In my judgment, the construction sought by the appellant produces a result which is not reasonable and not commercially sensible (and therefore unlikely to have been intended by the parties) for the following reasons. First, the object of the CHAPS system is to achieve rapid (maximum of 1.5 hours) payment. That is why customers choose to use this system of electronic payment. Secondly, the court should lean against a construction which involves imposing a requirement on a receiving bank which would frustrate the customer’s wish to have the money transferred within 1.5 hours. If the beneficiary’s name has to be checked within this period for correspondence with the other identifiers, the evidence is that this would be economically impossible to do.
Thirdly, the appellant’s construction places on the remitting bank an obligation, in effect, to guarantee correspondence between the beneficiary name and the account number even though it has no control (i) over the care with which its customers complete the transfer form and (ii) over the way the receiving bank processes its incoming CHAPS payments. As regards this second point, Mr Johnson says at para 16 of his first statement that, where the beneficiary account resides with another CHAPS member bank, there is no possibility for the remitting bank to check and verify the account number or name of the beneficiary: such information is confidential to the payee and is not disclosed as a matter of routine by receiving banks to remitting banks. In my view, the appellant’s construction is unreasonable and makes no business sense. I see no reason why the remitting bank should assume responsibility for the accuracy of the name of the beneficiary entered by the customer on the form or for its correspondence with the other identifiers.

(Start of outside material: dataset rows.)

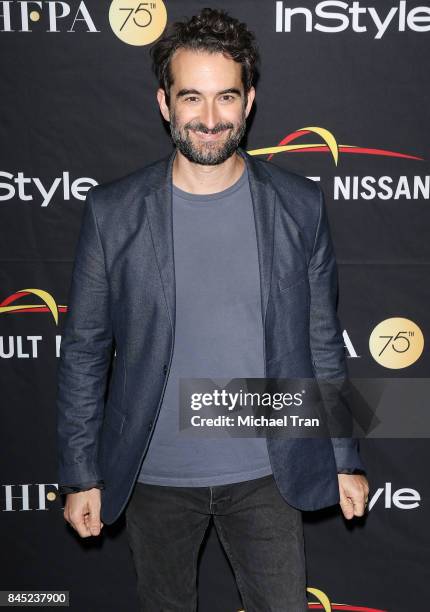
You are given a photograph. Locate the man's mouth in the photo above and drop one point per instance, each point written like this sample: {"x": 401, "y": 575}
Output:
{"x": 208, "y": 137}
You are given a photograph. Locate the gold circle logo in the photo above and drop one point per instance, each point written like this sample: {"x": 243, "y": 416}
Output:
{"x": 137, "y": 23}
{"x": 396, "y": 343}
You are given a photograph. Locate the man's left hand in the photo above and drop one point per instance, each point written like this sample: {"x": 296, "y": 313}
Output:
{"x": 353, "y": 492}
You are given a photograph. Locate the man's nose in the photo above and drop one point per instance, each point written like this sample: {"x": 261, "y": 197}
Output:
{"x": 210, "y": 116}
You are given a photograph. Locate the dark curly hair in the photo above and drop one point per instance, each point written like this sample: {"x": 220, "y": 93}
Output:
{"x": 213, "y": 31}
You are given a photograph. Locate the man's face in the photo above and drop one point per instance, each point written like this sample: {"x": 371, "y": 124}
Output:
{"x": 207, "y": 111}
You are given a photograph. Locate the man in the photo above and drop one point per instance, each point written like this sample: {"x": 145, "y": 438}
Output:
{"x": 208, "y": 263}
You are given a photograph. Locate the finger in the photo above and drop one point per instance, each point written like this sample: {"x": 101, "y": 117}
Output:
{"x": 79, "y": 525}
{"x": 92, "y": 521}
{"x": 346, "y": 506}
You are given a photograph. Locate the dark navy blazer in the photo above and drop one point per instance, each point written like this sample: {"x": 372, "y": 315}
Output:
{"x": 118, "y": 336}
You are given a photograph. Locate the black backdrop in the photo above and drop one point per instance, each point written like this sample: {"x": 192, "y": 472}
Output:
{"x": 79, "y": 108}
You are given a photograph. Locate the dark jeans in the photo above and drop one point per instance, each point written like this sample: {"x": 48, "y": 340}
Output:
{"x": 261, "y": 534}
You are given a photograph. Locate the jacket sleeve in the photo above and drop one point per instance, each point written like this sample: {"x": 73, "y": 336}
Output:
{"x": 326, "y": 339}
{"x": 85, "y": 354}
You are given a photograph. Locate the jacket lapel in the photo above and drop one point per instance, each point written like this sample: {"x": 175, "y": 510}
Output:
{"x": 159, "y": 206}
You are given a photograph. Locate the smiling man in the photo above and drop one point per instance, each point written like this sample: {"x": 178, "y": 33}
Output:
{"x": 206, "y": 264}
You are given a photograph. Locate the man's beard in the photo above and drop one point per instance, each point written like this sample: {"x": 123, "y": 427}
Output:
{"x": 207, "y": 153}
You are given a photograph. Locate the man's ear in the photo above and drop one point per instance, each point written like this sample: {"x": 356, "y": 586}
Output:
{"x": 164, "y": 109}
{"x": 250, "y": 100}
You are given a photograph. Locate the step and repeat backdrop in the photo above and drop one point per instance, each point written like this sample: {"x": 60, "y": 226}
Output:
{"x": 343, "y": 98}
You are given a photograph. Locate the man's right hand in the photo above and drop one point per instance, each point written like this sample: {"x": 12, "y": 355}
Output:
{"x": 82, "y": 512}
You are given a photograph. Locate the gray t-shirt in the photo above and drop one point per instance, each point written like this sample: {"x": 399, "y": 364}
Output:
{"x": 219, "y": 334}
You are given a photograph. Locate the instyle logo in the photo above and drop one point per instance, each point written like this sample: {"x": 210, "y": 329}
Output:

Floyd LJ says that the remitting bank could make it clear on the form that a “payment” in accordance with the instruction will be made provided only that the sort code, bank and account number (but not the name) coincides with those on the form. I accept that this could be done. But that possibility should not distract us from the question of construction that lies at the heart of this appeal.
For the reasons that I have given, I would dismiss this appeal. I should add that I agree with Floyd LJ that, for the reasons that he gives at paras 27 to 29, the transfer form should not be construed as an instruction to pay the receiving bank.